The Quickening Maze , shortlisted for this year’s Booker Prize, is beautifully written but is limited by a serious absence of narrative unity.
Drawing upon the lives of real people, in real situations, the book is ostensibly the story of the 19th Century English poet John Clare, and his incarceration in Dr Matthew Allen’s High Beach Asylum, in Epping Forest in Essex. The ‘nature’ poet, whose mad hallucinations centre around his first, dead love, Mary, and his own identity — sometimes he is the poet Lord Byron, sometimes the boxer Jack Randall — is denied the company of his muse, the forest, and his wives, the real Patty and the imagined Mary. We follow his descent into madness. But although The Quickening Maze is so described, and although it starts and ends with John Clare, it is not particularly about him. A host of characters make up the tableau at High Beach Asylum. There is Dr. Allen, a seemingly wise and self-possessed medical man who launches into an ill-fated enterprise to sell wood-carving machines and prove to his skeptical family that he is an entrepreneurial genius. There is a young, as yet un-lauded Alfred Tennyson, living in the vicinity while his brother takes treatment, nursing grouses against literary critics, and investing in Allen’s doomed project in a bid to get rich quick. There is Hannah, Allen’s daughter, smitten by Tennyson, and trying touchingly to reel her man in. There are others too, the gypsies in the forest, the patients in the asylum, an aristocrat’s lovelorn son, a business magnate, Dr. Allen’s brutish colleague.
Precise but disparate
Now, to varying degrees, these various storylines are each engaging. The book abounds in apposite descriptions of people’s emotions. The unwavering stubbornness of a lunatic receiving treatment; ’she could hear that he [the doctor] was exasperated, as with an awkward child, whereas it was his understanding that was childish’; Allen’s fatal attraction to ‘risk’; ‘there was a pent force in having things at stake that seemed to charge one’s limbs with energy and made eventual triumph more intense than could be imagined’; Hannah’s curious relief at knowing finally that she can’t have Tennyson;, because now ‘the failure was outside of her body. It was already there, in the green and sunlit day’, are high quality pieces of thought, with writing to match.
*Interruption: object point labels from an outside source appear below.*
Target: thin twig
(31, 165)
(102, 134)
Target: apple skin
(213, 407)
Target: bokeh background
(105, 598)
The setting too, is precisely evoked; Epping Forest, dark and lovely and teeming with interior life, stays with the reader as an abiding presence. Where the novel loses steam, though, is in the big picture. Its various parts never really coalesce, either thematically or structurally. Aside from their co-existence in place and time, John Clare has little to do with Tennyson, or Hannah, or Allen’s wood-carving scheme. And though it is possible for the enthusiastic reader to hunt out commonalities of meaning, running through the different stories- Imagination’s battle with Reality, for example, or simply the ‘quickening maze’ that each character navigates — one feels that the novel should have done more of this work.
Partly, perhaps, this lack of unity stems from the inherent difficulties of transmuting non-fictional material into a single work of fiction. John Clare’s story is both true and interesting. So is Matthew Allen’s. Foulds is thus naturally keen to include both in his book, but the question remains; do they reveal any greater truth, when examined side by side? The other culprit, maybe, is the narrative style that Foulds adopts — one that is becoming increasingly fashionable in contemporary literature. The book unfolds scene by scene, flitting from place to place as a camera would. This allows for vivid images and a sense of compacted meaning, but it is, quintessentially, the style of a movie. It is a transplant, therefore, from a different mode of imagining. Not only does it somewhat distance the author from his characters, to have a metaphorical camera installed in between, but it might also waylay him into pursuing parallel, unconnected storylines, where the more traditional literary narrative, that cuts the whole book from one cloth, would have imposed a desirable unity. So it is in the thick of individual scenes that Foulds’ brilliance shines through; not in the transitions, nor in the whole. That still leaves enough brilliance, however, to make this book well worth your while.